The life he left behind—and the loved ones he shared it with—are relieved to finally have answers and closure. Jones’ wife Donna and their children spoke to the sheriff’s office. Ralph and Edith Pehrson’s children discussed their memories with East Idaho News on Friday, Sept. 24 about how Jones’ disappearance had haunted their parents for the rest of their lives. Both Ralph and Edith are now deceased, but before they passed, each one swore they would go find Ray.
Image of Pehrson family in the 1960s.
The Pehrsons’ youngest daughter, Kendra Simpson, recalled finding the bow and arrows her father hid on the top shelf of a closet after the incident. He refused to touch them again after that hunting trip, leaving the archery gear out of sight for 42 years until his death in 2010.

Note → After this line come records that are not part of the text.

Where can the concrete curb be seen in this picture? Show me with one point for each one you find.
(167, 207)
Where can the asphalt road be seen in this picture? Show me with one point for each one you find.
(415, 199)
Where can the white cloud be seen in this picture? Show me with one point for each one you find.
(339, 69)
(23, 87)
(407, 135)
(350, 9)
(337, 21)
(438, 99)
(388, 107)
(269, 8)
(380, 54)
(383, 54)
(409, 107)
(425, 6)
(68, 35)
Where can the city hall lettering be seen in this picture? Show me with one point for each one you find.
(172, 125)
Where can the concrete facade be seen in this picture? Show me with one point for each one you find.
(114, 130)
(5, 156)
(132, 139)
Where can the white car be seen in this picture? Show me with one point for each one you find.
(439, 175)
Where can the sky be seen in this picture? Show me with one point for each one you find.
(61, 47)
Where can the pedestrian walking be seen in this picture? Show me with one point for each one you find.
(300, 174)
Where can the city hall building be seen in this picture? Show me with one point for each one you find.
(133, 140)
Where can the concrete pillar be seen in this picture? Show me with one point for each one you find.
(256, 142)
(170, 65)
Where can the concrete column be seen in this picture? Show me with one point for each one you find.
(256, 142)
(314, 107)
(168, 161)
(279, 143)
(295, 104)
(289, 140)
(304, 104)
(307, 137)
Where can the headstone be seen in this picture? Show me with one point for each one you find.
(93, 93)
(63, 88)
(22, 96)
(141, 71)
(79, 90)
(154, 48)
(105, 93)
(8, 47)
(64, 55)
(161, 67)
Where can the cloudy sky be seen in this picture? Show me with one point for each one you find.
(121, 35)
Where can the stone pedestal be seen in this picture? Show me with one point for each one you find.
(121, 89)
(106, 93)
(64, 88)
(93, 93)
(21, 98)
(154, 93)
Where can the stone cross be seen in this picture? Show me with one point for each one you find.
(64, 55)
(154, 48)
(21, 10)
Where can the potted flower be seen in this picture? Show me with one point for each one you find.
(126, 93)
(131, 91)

“He told me about Ray and that he’s never touched that bow again. He just couldn’t bring himself to use it,” Simpson said. “They moved to Boise later and that bow stayed in that top closet until he passed away. I now have the bow and arrows in my possession.”
Ralph Pehrson assisted the original search effort in the days after Jones’ disappearance, which involved multiple aircraft and dozens of on-the-ground personnel. After severe snow forced then-Sheriff William Baker to call off the official search effort, the Idaho State Journal reported that about 70 people and one helicopter, hired by Jones’ brothers William and Edward, remained in the mountains looking for him.
Although those efforts were unsuccessful, they are proof of how much the community cared about Jones. Even though it took 53 years, those who are alive to remember the incident are stunned and grateful to the bowhunter who made the discovery.
“This has been one mystery that has been part of our family forever, and we just wish all the Jones family some peace through this,” Pehrson’s daughter Leanne Spencer said. “And even though it took half a century, it’s incredible. It’s just incredible.”
MeatEater sends its condolences to Raymond's family and friends.